Now we will define the main() function that will accept the path to the yara rules and file to be scanned −

def main(yara_rules, path_to_scan, output):
   if os.path.isdir(yara_rules):
      yrules = yara.compile(yara_rules)
   else:
      yrules = yara.compile(filepath=yara_rules)
   if os.path.isdir(path_to_scan):
      match_info = process_directory(yrules, path_to_scan)
   else:
      match_info = process_file(yrules, path_to_scan)
   columns = ['rule_name', 'hit_value', 'hit_offset', 'file_name',
   'rule_string', 'rule_tag']
   
   if output is None:
      write_stdout(columns, match_info)
   else:
      write_csv(output, columns, match_info)
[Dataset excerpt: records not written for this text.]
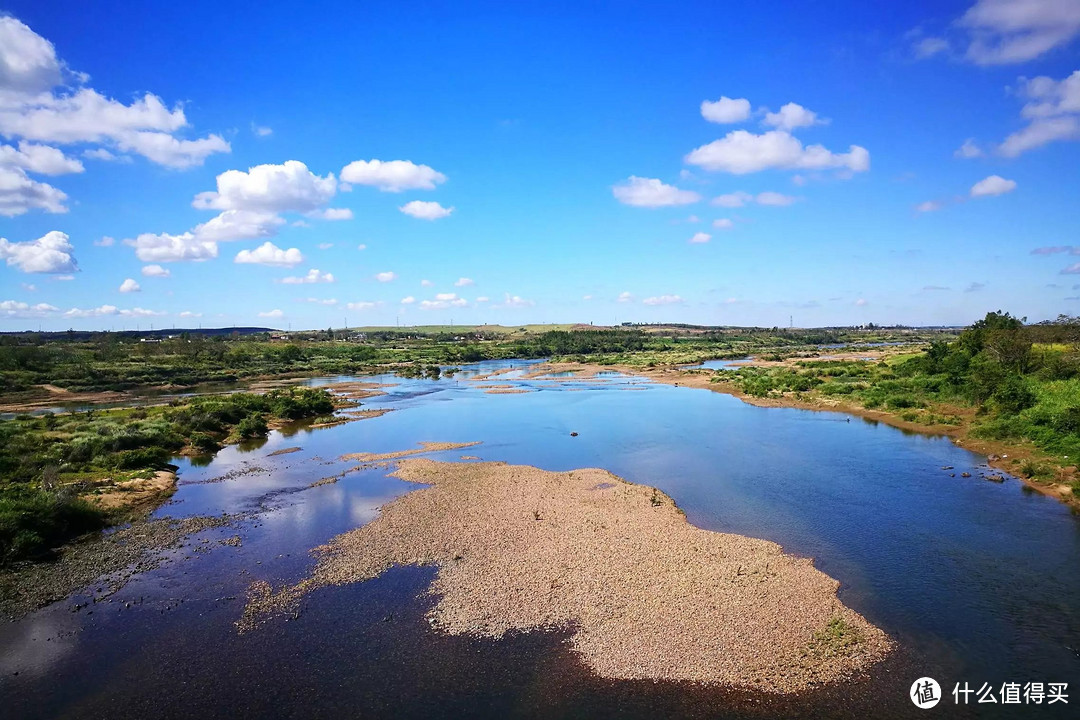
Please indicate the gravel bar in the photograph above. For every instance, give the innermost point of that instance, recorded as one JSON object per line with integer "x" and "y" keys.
{"x": 645, "y": 594}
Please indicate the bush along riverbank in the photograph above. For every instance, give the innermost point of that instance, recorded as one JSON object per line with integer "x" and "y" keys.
{"x": 1002, "y": 388}
{"x": 65, "y": 475}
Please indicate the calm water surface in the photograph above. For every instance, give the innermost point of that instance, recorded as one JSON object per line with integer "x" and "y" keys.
{"x": 975, "y": 580}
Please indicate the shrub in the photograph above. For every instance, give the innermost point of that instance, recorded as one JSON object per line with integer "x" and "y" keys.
{"x": 253, "y": 425}
{"x": 1014, "y": 395}
{"x": 142, "y": 458}
{"x": 35, "y": 521}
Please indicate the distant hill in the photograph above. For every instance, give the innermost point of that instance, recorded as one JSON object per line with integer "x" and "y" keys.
{"x": 163, "y": 333}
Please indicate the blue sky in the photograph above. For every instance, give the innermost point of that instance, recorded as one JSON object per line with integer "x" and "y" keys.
{"x": 840, "y": 163}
Now, define a method that will iterate through the directory and passes the result to another method for further processing −

def process_directory(yrules, folder_path):
   match_info = []
   for root, _, files in os.walk(folder_path):
      for entry in files:
         file_entry = os.path.join(root, entry)
         match_info += process_file(yrules, file_entry)
   return match_info

Next, define two functions. Note that first we will use match() method to yrules object and another will report that match information to the console if the user does not specify any output file. Observe the code shown below −

def process_file(yrules, file_path):
   match = yrules.match(file_path)
   match_info = []
   
   for rule_set in match:
      for hit in rule_set.strings:
         match_info.append({
            'file_name': file_path,
            'rule_name': rule_set.rule,
            'rule_tag': ",".join(rule_set.tags),
            'hit_offset': hit[0],
            'rule_string': hit[1],
            'hit_value': hit[2]
         })
   return match_info
def write_stdout(columns, match_info):
   for entry in match_info:
      for col in columns:
         print("{}: {}".format(col, entry[col]))
   print("=" * 30)

Lastly, we will define a method that will write the output to CSV file, as shown below −

def write_csv(outfile, fieldnames, data):
   with open(outfile, 'w', newline="") as open_outfile:
      csvfile = csv.DictWriter(open_outfile, fieldnames)
      csvfile.writeheader()
      csvfile.writerows(data)

Once you run the above script successfully, we can provide appropriate arguments at the command-line and can generate a CSV report.